Denis Pitts (6 January 1930 – 19 April 1994) was a journalist, filmmaker and novelist.

Denis Pitts first became widely known for his reports on the Suez Crisis and his subsequent articles in the New Statesman. In Suez he made the acquaintance of Michael Parkinson, who at the time was in charge of liaising with the press, and they would later work together for the Granada regional news programme, Scene at 6.30. While at Granada he wrote an episode of Coronation Street and did a series of interviews with Clement Attlee which the former prime minister agreed to if published posthumously.

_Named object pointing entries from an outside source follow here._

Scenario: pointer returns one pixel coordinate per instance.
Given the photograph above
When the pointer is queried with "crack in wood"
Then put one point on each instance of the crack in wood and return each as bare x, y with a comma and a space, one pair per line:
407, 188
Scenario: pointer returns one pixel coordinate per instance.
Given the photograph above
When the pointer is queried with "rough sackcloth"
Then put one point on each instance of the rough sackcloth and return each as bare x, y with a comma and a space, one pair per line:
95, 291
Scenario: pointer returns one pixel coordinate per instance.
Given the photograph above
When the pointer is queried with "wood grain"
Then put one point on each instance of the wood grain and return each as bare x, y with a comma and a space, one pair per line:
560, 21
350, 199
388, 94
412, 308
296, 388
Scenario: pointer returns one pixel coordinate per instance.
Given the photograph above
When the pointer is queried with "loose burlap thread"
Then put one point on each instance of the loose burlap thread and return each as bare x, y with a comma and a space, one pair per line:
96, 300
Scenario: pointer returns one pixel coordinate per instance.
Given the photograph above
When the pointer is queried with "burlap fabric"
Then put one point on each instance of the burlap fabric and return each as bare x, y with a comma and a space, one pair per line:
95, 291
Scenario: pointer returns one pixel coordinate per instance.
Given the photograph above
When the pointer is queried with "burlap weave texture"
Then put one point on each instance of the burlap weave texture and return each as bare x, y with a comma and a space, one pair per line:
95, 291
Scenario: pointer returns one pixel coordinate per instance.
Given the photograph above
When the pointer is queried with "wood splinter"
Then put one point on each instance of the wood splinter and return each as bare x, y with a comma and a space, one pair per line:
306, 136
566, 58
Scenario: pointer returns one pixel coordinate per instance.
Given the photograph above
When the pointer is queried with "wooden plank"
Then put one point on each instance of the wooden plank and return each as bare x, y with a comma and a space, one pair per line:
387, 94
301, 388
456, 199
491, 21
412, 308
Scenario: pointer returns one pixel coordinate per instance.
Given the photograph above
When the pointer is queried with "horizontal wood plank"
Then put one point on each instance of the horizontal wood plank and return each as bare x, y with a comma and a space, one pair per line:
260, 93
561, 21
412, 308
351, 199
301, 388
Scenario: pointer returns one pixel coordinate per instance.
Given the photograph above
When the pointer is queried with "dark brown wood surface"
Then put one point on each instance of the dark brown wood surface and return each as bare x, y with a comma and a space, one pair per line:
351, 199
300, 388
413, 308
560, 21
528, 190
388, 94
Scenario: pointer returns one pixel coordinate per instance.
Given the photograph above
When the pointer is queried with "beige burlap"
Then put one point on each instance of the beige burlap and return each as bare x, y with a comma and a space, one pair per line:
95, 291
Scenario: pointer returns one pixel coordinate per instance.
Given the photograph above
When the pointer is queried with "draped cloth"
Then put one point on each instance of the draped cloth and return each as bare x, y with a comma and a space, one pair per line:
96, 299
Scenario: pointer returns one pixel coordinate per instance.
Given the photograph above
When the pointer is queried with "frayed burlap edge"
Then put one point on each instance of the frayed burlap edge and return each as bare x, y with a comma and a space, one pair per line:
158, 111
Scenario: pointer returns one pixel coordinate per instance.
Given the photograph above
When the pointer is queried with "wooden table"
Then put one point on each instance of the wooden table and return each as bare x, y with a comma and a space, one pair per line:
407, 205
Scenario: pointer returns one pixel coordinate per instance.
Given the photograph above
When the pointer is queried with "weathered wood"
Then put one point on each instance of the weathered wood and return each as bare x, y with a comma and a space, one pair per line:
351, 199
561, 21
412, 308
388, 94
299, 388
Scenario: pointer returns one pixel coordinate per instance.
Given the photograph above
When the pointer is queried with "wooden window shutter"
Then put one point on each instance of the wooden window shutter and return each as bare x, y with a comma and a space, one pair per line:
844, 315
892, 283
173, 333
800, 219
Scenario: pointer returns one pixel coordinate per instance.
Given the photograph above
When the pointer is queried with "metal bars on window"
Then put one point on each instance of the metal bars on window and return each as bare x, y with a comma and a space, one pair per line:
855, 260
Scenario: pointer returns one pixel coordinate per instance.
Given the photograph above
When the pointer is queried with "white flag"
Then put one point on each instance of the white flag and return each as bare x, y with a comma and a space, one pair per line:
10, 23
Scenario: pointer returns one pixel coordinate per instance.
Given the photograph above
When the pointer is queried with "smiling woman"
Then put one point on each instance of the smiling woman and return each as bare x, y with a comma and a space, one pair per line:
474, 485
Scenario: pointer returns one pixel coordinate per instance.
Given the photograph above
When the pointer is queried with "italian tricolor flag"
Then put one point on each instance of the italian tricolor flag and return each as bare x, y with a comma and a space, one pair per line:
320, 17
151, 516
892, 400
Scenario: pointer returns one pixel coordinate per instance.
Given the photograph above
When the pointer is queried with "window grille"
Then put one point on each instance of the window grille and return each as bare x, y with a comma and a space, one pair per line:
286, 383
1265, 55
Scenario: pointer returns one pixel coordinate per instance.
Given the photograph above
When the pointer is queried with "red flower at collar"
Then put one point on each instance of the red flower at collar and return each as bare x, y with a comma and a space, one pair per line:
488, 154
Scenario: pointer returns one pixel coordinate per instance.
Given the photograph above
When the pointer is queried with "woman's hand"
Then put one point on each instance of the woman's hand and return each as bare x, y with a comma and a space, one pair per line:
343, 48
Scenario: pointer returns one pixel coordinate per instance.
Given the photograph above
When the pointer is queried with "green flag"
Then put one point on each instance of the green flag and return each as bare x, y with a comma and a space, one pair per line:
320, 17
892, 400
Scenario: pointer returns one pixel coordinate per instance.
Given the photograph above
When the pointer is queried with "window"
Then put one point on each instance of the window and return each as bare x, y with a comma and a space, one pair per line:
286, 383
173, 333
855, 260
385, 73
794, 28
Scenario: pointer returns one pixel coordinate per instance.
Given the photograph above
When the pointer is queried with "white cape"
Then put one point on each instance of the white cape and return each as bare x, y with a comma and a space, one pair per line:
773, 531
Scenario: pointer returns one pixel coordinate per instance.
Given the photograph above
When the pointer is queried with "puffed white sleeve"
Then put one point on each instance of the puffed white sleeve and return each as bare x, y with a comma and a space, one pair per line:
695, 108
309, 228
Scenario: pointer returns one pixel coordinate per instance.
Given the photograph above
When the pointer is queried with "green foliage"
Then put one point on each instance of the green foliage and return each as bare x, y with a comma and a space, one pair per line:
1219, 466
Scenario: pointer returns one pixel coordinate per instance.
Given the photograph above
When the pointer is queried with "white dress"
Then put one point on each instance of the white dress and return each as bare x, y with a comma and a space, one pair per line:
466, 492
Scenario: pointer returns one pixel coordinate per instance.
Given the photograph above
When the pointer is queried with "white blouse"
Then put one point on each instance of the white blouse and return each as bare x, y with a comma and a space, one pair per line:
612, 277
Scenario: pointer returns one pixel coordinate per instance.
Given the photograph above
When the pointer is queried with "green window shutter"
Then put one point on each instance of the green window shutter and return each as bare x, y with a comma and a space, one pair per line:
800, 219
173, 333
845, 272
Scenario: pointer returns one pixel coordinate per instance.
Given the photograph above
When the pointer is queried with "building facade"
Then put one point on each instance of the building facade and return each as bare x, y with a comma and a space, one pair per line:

He continued to work in television making a film called ‘What the Hell Happens in Marlborough?’ which caused a stir locally. He went on to make The World of Gracie Fields and The World of Bob Hope for the BBC. Gracie Fields revealed marital problems, also for posthumous publication, which he wrote up for The People. While making the Bob Hope film, he filmed the anti-Vietnam protest at Kent State University in which the National Guard killed four students.

He published three novels. This City is Ours (US title: Target Manhattan) about a native American hijacking of a ship in New York harbour; The Predator which told the story of a wealthy businessman kidnapping Common Market leaders during a summit and which includes a long section set during the Suez Crisis. The last one, Rogue Hercules, tells of amoral pilots carrying a plane load of arms over southern African countries in search of a buyer.

He was a senior editor for Chronicle yearbooks, Chronicle of the 20th Century and Chronicle of the World. His Guardian obituary called him a ‘Fresh Breeze in Moscow’, relating to his stint working as the correspondent there for the Daily Express.

Much earlier in his career he was the last editor of Lilliput where he gave cartoonist, John Glashan his break.

His views on the death of Grace Archer in the radio soap, The Archers, are quoted by Greg Dyke in his McTaggart Lecture of 2000.